L’ambassade des Etats-Unis à Paris s’est intéressée de très près à la loi Hadopi (qui sanctionne les internautes coupables de téléchargements illicites), car en France, comme ailleurs, la majorité de la musique et des films piratés sont américains.
Les diplomates ont d’abord suivi les diverses péripéties parlementaires autour du projet de loi avec étonnement, qualifiant le comportement des députés français de « théâtre de l’absurde ». Ils sont alors entrés en relation avec un conseiller juridique du ministre de la culture, qui leur racontait le cheminement du projet et tentait de les rassurer sur la victoire finale.
L’ambassade travaillait aussi en liaison constante avec les grandes associations de l’industrie américaine du show business, notamment la MPAA (Motion Picture Association of America) et la RIA (Recording Industry Association). Le vote de la loi Hadopi était pour elles une « priorité très importante », d’autant qu’elle pourrait servir d’exemple aux autres pays européens. Le représentant de MPAA à Bruxelles était très présent dans les couloirs du Parlement et aux réunions des commissions parlementaires, ce que ne révèle pas WeakiLeaks
En ce qui concerne le dernier volet du dispositif, la création d’une « carte » subventionnée pour inciter les jeunes à fréquenter les sites payants de téléchargement légal (un système qui profitera en priorité aux producteurs et distributeurs américains), les diplomates sont optimistes, car le dossier est en de très bonnes mains : « le ministre Mitterrand a nommé Patrick Zelnik, directeur du label français indépendant Naïve, qui produit la musique de Carla Bruni. »
De son côté, la BSA (Business Software Alliance), association chargée de lutter contre le piratage de logiciels, souhaitait profiter du projet Hadopi pour faire abroger l’article 15 d’une autre loi, dite « Création et Internet », votée en 2006. La BSA n’a jamais aimé l’article 15, qui oblige les éditeurs de logiciels de verrouillage (servant à empêcher les copies illicites) à livrer aux autorités françaises leur code source – c’est-à-dire leurs secrets de fabrication. Les diplomates relativisent le problème : l’article 15 ne dérange personne, car l’administration française n’a jamais essayé de l’appliquer. De fait, le projet Hadopi n’abolit pas l’article 15, mais il atténue sa portée : les éditeurs devront livrer leur code-source sur demande, au coup par coup, et non plus systématiquement. Sur cet aspect du dossier, l’ambassade américaine est en contact avec des conseillers des ministères de la culture et de l’économie numérique, ainsi qu’avec le secrétaire général de l’Autorité de régulation des mesures techniques.

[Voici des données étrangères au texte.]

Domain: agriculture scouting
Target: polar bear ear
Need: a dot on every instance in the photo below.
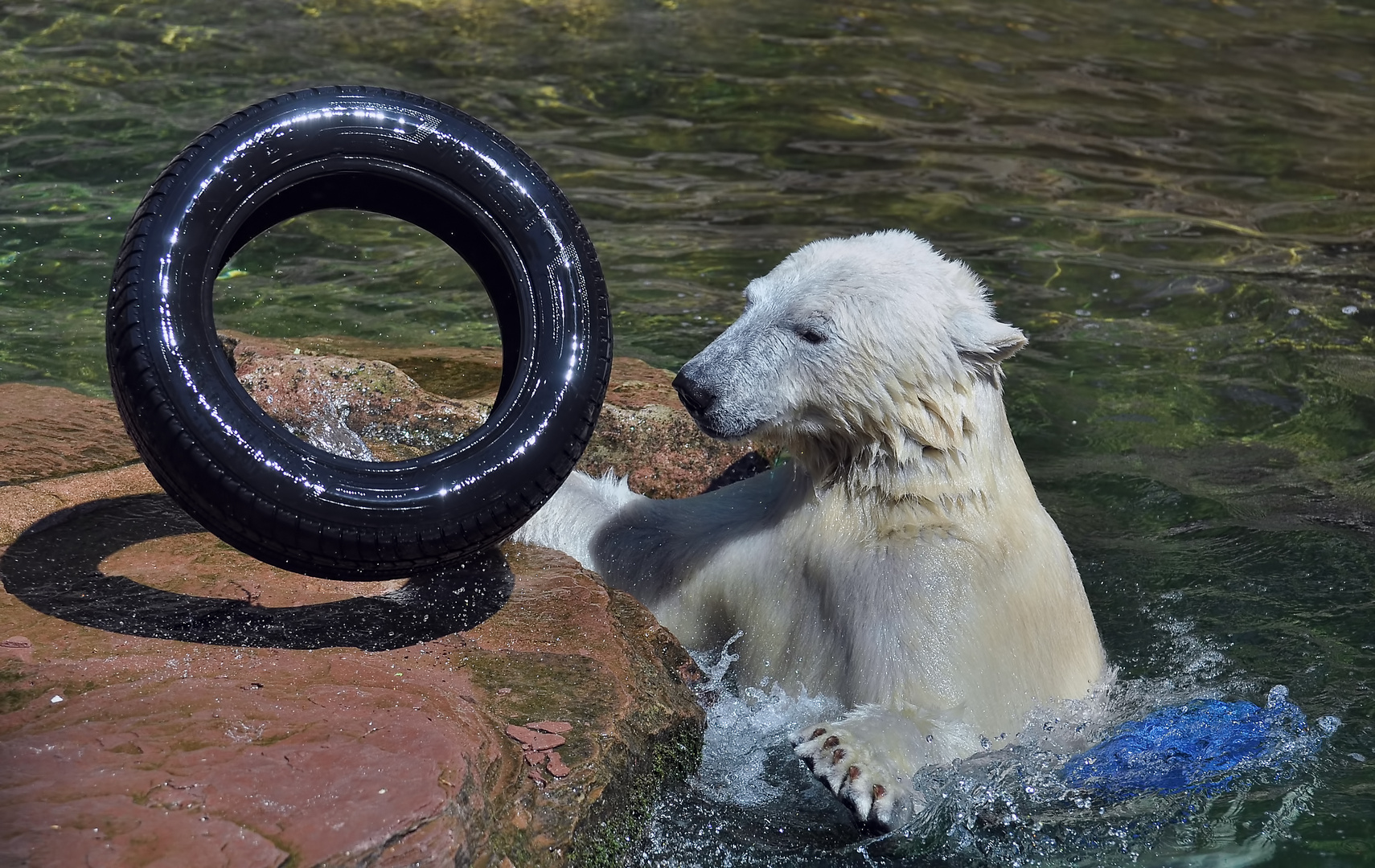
(985, 342)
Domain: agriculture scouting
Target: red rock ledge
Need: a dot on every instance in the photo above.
(128, 738)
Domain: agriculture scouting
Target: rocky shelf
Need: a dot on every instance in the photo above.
(166, 699)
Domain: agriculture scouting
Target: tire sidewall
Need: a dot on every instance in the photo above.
(251, 480)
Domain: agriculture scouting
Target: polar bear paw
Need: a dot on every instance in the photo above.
(861, 776)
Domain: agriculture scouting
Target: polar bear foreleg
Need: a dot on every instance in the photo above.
(577, 513)
(869, 755)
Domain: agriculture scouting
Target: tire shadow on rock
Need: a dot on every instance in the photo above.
(55, 567)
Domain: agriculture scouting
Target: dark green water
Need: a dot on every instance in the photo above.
(1175, 199)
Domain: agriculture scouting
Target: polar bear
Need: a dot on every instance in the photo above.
(901, 559)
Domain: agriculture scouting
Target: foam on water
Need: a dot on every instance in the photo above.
(753, 804)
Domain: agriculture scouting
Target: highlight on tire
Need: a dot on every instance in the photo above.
(242, 474)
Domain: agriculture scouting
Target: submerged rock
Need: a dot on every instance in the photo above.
(164, 697)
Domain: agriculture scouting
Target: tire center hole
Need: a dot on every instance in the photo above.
(362, 334)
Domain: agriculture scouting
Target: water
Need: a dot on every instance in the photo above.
(1175, 199)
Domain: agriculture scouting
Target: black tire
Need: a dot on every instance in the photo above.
(242, 474)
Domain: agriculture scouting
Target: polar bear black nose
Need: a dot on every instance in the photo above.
(696, 397)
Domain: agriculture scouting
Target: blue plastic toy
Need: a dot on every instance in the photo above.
(1204, 746)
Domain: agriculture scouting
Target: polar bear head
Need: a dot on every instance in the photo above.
(867, 339)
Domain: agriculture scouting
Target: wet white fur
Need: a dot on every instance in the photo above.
(902, 561)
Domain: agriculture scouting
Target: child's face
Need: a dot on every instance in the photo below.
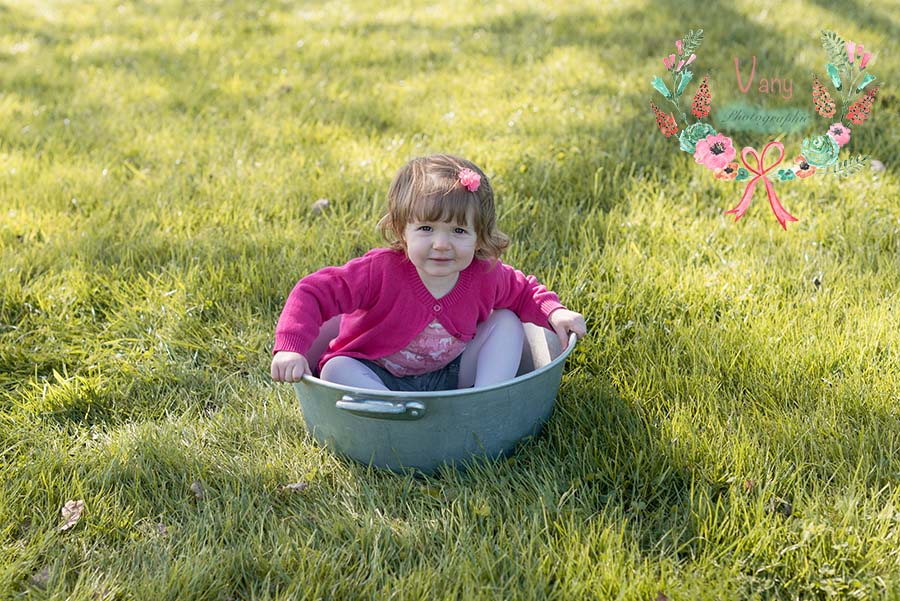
(440, 250)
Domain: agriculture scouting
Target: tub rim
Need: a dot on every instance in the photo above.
(436, 394)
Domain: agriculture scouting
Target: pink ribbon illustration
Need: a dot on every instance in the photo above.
(780, 213)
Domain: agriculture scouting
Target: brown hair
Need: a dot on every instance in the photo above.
(428, 189)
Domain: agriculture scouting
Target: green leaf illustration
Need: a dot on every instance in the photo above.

Les Français essaient de rassurer leurs interlocuteurs américains, en leur répétant que le gouvernement n’a « aucun appétit » pour faire appliquer l’article 15. Ils expliquent que l’abrogation pure et simple de cette disposition aurait compliqué les relations entre le gouvernement et le Parlement, mais ils pensent avoir la solution : le nouveau texte restera très flou sur les modalités pratiques, ce qui permettra à tout le monde de « laisser la mesure se languir ».
Quand la loi Hadopi est enfin promulguée, les diplomates américains remarquent que la France s’est dotée d’un arsenal répressif plus dur que celui des Etats-Unis. Parallèlement, l’ambassade des Etats-Unis à Madrid avait présenté le projet français au gouvernement espagnol, pour l’inciter à s’en inspirer. La pression des Etats-Unis sur l’Espagne est permanente, car les associations professionnelles du show business affirment, chiffres à l’appui, que c’est le pays d’Europe où le piratage sur Internet est le plus massif.
Pourtant, les Américains ont du mal à imposer leur point de vue aux Espagnols. En octobre 2009, lors d’une réunion à la chambre de commerce américaine de Madrid, un secrétaire d’Etat du ministre de la culture conteste les accusations américaines, les qualifiant de « légendes urbaines ». La contre-attaque est déjà prête : le secrétaire d’Etat est invité à Washington pour rencontrer les représentants des industries de la musique et du cinéma. A son retour, il sera peut-être plus ouvert aux suggestions américaines.
Peu avare des détails WeakiLeaks nous apprend qu’à la même période, le directeur de la MPAA, Dan Glicksman, vient à Madrid pour discuter avec les ministres espagnols de la culture et de l’industrie. Ils lui annoncent qu’ils sont décidés à agir contre le piratage, mais qu’ils appliqueront un « modèle espagnol », « plus démocratique » que la loi française. Il consistera à bloquer les sites de téléchargement illicite, sans s’attaquer aux internautes de base qui piratent à petite échelle. Les Américains considèrent qu’il s’agit d’un premier pas, mais qu’il faut maintenir la pression pour inciter l’Espagne à proposer des mesures plus répressives.